Do you support the death penalty for convicted murderers? If not, you are in the minority. Polls have consistently shown that a majority of U.S. citizens are in favor of terminating convicted murderers.
And while there are two states (Mass. and N.Y.) that have declared the death penalty to be unconstitutional and more than a few states that have no current death penalty statute, the majority of states (34) do support and carry out capital punishment.
Thus far in 2011, there have been 37 executions. And since 1976, this country has executed a total of 1271 individuals. For those keeping track, Texas leads the total count with 475 executions. The next closest is Virginia with 109 total executions.
For those who criticize Texas, or any other state that supports the death penalty, remember that our own federal government also supports the death penalty. Earlier this year the Obama Administration sanctioned the targeted assassination of Osama bin Laden in a Pakistan. Of course, people will argue that he wasn’t a U.S. citizen and therefore wasn’t entitled to due process and the other individual rights covered under our Constitution. And they would be right in that regard.
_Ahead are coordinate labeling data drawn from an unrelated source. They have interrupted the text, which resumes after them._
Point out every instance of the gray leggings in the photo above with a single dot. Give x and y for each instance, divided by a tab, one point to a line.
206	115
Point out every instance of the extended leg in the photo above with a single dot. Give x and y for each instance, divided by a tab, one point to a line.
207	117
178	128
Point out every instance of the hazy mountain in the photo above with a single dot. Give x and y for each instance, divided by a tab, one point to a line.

But the U.S. government isn’t afraid to kill its own either. One should recall this story from a few weeks ago, a “U.S. Predator drone aircraft armed with Hellfire missiles carried out the targeted killing in northern Yemen of Anwar al-Awlaki, a radical Muslim cleric who was a U.S. citizen, and also killed another American who produced virulent propaganda for al-Qaida.”
The point is we are, by and large, a nation who believes that those who maliciously kill should be killed.
The question then becomes by what means should we administer justice? Of course this question is tightly tied to what constitutes cruel and unusual punishment.
Florida Rep. Brad Drake (R-Eucheeanna) has an answer to that question. He believes that a convicted murderer should have a choice between a firing squad and an electric chair. According to Drake, Florida’s current method of execution, lethal injection, is letting convicted murderers “off easy.”
“I think if you ask a hundred people, not even talking to criminals, how would you like to die, if you were drowned, if you were shot, and if you say you were put to sleep, 90 percent of some of the people would say I want to be put to sleep,” Drake told the Orlando Sentinel. “Let’s put our pants back on the right way.”
Rep. Drake’s reasoning is that these more ominous forms of capital punishment would force individuals on death row to consider their punishment “every morning.”
As a result, Rep. Drake has filed a bill that would eliminate lethal injection as an option and would institute firing squads and electrocution. The Florida legislature will have a chance to review the bill this January when the 2012 session begins.
Critics of the bill see it as an “embarrassment” for the state of Florida. Howard Simon, the executive director of the American Civil Liberties Union of Florida, told the Orlando Sentinel, “Just when you thought that public policy in Florida couldn’t get worse, along comes a state rep who develops proposed legislation from what he overhears at the Waffle House,” Simon said.
He added, “Given all that former members of the Florida Supreme Court and the American Bar Association have said about Florida’s broken death penalty system, including the nation’s highest number of exonerations, this would be embarrassing — if our legislature were capable of embarrassment.”
However, it might not be as “embarrassing” as Mr. Simon makes it out to be. Just last year, Ronnie Lee Gardner was executed by a firing squad in Utah. Now, it was the first execution by a firing squad in 14 years and since then Utah has adopted lethal injection as its sole means of execution.